From the first inning, Justin Verlander wasn’t locating his fastball well, leaving it up at the top of the zone for Mariners hitters to take advantage of. After Ty France singled up the middle in the first inning, Julio Rodriguez was the first Mariner to punish Verlander to the tune of “it is… OUTTA HERE!”:
It took only three more batters before someone did it again, and this time it was Kyle Lewis himself. This was Lewis’ first home run of the season, and you can see the skip of a man who’s been waiting a long time to do this again:
At the close of the first inning, then, the Mariners led the Astros 4-0. The Mariners and I both know that four runs isn’t nearly a safe lead against Houston, but somehow the outcome felt decided from that moment on. If Verlander wasn’t invincible today, we could keep doing this (and keep doing this we did). And if JRod and KLew were going to open the game with home runs, then this game might be that alternate universe we thought we’d be living in (and readers, it was).

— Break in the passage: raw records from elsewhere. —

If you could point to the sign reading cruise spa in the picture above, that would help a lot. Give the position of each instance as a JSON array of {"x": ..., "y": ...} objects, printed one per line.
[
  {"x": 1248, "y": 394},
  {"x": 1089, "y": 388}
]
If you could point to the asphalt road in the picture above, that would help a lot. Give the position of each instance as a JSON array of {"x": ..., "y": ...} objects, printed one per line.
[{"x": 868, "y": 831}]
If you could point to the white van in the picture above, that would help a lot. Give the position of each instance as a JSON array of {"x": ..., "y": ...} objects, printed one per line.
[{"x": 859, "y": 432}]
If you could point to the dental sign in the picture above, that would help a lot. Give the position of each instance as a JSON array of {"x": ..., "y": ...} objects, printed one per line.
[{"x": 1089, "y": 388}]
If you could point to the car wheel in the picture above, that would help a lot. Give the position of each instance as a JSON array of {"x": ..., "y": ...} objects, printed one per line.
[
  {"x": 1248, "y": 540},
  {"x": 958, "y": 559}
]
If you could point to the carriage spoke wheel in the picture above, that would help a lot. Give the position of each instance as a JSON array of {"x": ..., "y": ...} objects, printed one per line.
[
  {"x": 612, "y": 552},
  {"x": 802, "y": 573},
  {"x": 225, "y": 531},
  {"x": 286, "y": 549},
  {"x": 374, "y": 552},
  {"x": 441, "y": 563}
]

The second inning included this stellar defensive collaboration between JP Crawford and Eugenio Suarez on a play in which Houston scored their only run of the game. After a quick top of the third, Ty France led off the bottom of the third with yet another home run, and in the fourth Taylor Trammell executed a beautiful bunt base hit to beat the shift. In the next several innings, the Astros would get a runner or two on and Chris Flexen would calmly send them back to the dugout. The Mariners added on in the 6th with a solo home run by Trammell that caused some drama when both teams’ broadcasters called it an out, thinking that Astro’s center fielder Siri had caught it. Though much fun was made of both broadcast teams, it was a hard one to track:
As a fan, a game like this is like a good cycle of RICE (Rest, Ice, Compress, and Elevate) for an injury. Well, maybe Rest was the off-day yesterday, but the game today was Ice, Compress, Elevate: the win soothes the inflammation stirred up by the tough losses, and carrying a solid lead from start to finish provides the emotional space for love of the game to re-grow. And the happiness? That’s the medicine.